A new study, led by University of Queensland and published in Behavioural Brain Research, has confirmed that brain size and taste perception are linked.
Whether you enjoy tonic water or not, people with bigger brains typically find it less bitter.
It concluded that people with a bigger entorhinal cortex – a region in the brain located in the medial temporal lobe – perceive tonic water to taste less bitter. And so it follows: if you have a smaller entorhinal cortex, you’ll perceive tonic water as tasting very bitter.
“Everyone wants to know why we like certain foods and why individuals have preferences for bitter or sweet tastes,” says the study’s lead author, UQ Diamantina Institute Postdoctoral Research Fellow, Dr Daniel Hwang.
“It was unclear if brain size affected anything other than a person’s IQ, but now we can show it relates to how we perceive food and drink.
“Whether you enjoy tonic water or not, people with bigger brains typically find it less bitter.”
A European taste pattern
The world-first, large-scale study involved 559 participants from Australia, all who were of European descent, and 1101 Americans, the majority of whom also had a European background.
“There are variations in the brain structure between Europeans, Asians and Africans,” he says. “So the association we found is only in Europeans [as that is what we studied].”
A previous study conducted in 2016, also led by Dr Hwang, shows that around 40 per cent of the variation in quinine bitterness – with a source of bitterness being tonic water – is due to genetics. This effect is slightly higher than the impact that our genes have on the way we perceive caffeine bitterness (34 per cent).
There are variations in the brain structure between Europeans, Asians and Africans. So the association we found is only in Europeans [as that is what we studied].
It’s for this reason that Dr Hwang investigated this topic, studying one cultural group – Europeans living in the USA and Australia – to determine if there was a culturally significant association between brain size and bitter taste perceptions, supported by genetic DNA.
In order to conduct the study, researchers gave participants bitter and sweet solutions to taste, and then recorded their perceptions from weakest to strongest.
The size of their brain was later measured using an MRI scan, documenting 82 different regions. The scientists then analysed the results to identify if there was an association between perceived tastes of the solutions provided and brain volume.
“We found that the left side of the entorhinal cortex, an area of the brain responsible for memory, odour and visual perception, was larger in people who found quinine to be less bitter.
“Quinine is a key ingredient in tonic water and is commonly used to assess people’s response to a bitter taste.”
The entorhinal cortex is a section of the brain considered the hub in a widespread network for navigation and the perception of time.

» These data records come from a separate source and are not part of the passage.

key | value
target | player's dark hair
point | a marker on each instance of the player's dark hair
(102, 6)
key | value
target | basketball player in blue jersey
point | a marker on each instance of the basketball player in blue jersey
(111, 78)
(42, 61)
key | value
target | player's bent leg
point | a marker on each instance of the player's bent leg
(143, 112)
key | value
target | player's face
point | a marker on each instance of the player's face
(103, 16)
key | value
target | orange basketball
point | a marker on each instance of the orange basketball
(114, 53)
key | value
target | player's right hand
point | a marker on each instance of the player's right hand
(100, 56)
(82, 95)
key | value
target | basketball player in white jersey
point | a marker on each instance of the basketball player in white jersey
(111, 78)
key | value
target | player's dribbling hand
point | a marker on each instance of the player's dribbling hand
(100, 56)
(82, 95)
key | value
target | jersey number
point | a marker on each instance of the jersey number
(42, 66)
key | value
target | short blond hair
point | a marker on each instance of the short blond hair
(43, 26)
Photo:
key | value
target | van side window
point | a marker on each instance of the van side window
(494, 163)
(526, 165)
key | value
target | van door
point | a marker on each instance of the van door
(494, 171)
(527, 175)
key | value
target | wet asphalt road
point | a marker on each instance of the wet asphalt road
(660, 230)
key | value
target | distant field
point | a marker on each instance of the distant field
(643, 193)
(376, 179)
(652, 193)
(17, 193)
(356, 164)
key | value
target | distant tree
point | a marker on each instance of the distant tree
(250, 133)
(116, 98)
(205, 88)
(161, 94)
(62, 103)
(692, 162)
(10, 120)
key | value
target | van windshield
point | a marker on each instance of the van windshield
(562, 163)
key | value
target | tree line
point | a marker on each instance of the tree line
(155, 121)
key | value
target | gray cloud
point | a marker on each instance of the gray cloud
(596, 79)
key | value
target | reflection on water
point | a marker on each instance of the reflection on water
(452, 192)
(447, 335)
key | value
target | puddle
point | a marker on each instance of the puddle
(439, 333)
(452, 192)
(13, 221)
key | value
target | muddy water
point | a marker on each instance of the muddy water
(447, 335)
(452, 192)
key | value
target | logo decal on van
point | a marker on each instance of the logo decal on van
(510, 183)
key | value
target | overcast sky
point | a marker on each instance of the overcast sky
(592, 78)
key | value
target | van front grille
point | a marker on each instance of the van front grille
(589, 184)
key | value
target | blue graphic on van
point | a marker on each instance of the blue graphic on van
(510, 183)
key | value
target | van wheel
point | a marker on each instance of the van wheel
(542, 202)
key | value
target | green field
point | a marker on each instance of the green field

It is believed to make a contribution to odour and visual perception and is also the first area of the brain affected by Alzheimer’s disease in people with the degenerative condition.
Our study is a step towards understanding exactly how the brain perceives taste.
If your bitter taste perception relates to brain size, how about your IQ?
Dr Hwang explains that although one section of your brain is larger than your friends’, it doesn’t necessarily mean that your whole brain is larger.
“Most of the available studies on IQ and the size of your brain show there’s a relationship between your IQ and overall brain size – not the size of a specific region, like this study shows,” he says.
So even if you perceive tonic water to taste less bitter and have a larger left-hand-side entorhinal cortex, it’s not actually a given that your whole brain will be large, that the total volume of your brain will be quite heavy or that you have a higher IQ than your mate.
Although this study provides the first evidence that, even in healthy people, variation in brain structure is associated with taste intensity ratings, further research into this specific topic is needed to understand more about brain volume and taste perception.
“Our study is a step towards understanding exactly how the brain perceives taste.”